Rates on HELOCs and home equity loans are being driven primarily by two factors: lender competition for new customers and the Federal Reserve’s actions. The Fed especially impacts the cost of variable-rate products like HELOCs.

While they’ve ticked up lately, HELOCs and home equity loans have fallen substantially from the highs they hit at the beginning of 2024, with HELOC rates in particular reaching lows not seen since 2023. Bankrate Chief Financial Analyst Greg McBride forecasts that rates will continue to decline in 2025 — especially those on HELOCs, potentially to their lowest level in three years.

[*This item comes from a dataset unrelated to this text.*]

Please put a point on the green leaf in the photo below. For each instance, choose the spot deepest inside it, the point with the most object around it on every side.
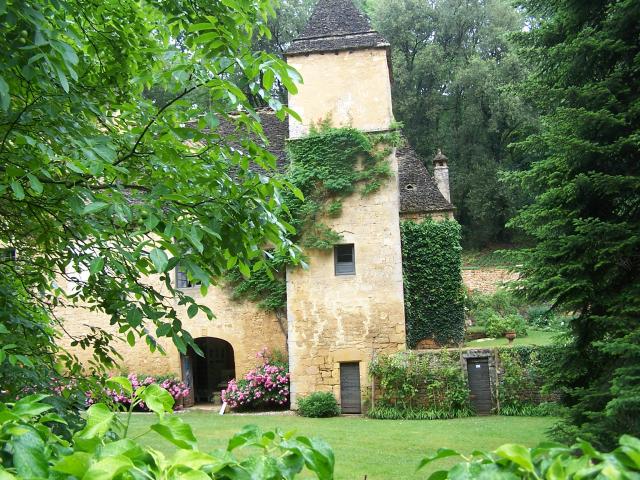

Current home equity rates vs. rates on other types of credit

Because HELOCs and home equity loans use your home as collateral, their rates tend to be much less expensive — more akin to current mortgage rates — than the interest charged on credit cards or personal loans, which aren’t secured.

  Average rate
HELOC 8.27%
Home equity loan 8.25%
Credit card 20.12%
Personal loan 12.65%
Source: Bankrate national survey of lenders, June 18

Of course, the individualized offer you receive on a particular HELOC or new home equity loan reflects additional factors like your creditworthiness and financials. Then there’s the value of your home and your ownership stake. Lenders generally limit all your home-based loans (including your mortgage) to a maximum 80 to 85 percent of your home’s worth.

Even if you are able to secure a good rate from a lender, home equity products are still relatively high-cost debt, notes Rossman.
“With average home equity loan and line of credit rates in the 8 percent range right now, that’s close to the border of what distinguishes between lower- and higher-cost debt,” he says. “It’s not nearly as low as the sub-4 percent rates we saw three years ago, but not as high as the 10+ percent rates that we observed a year and a half ago.”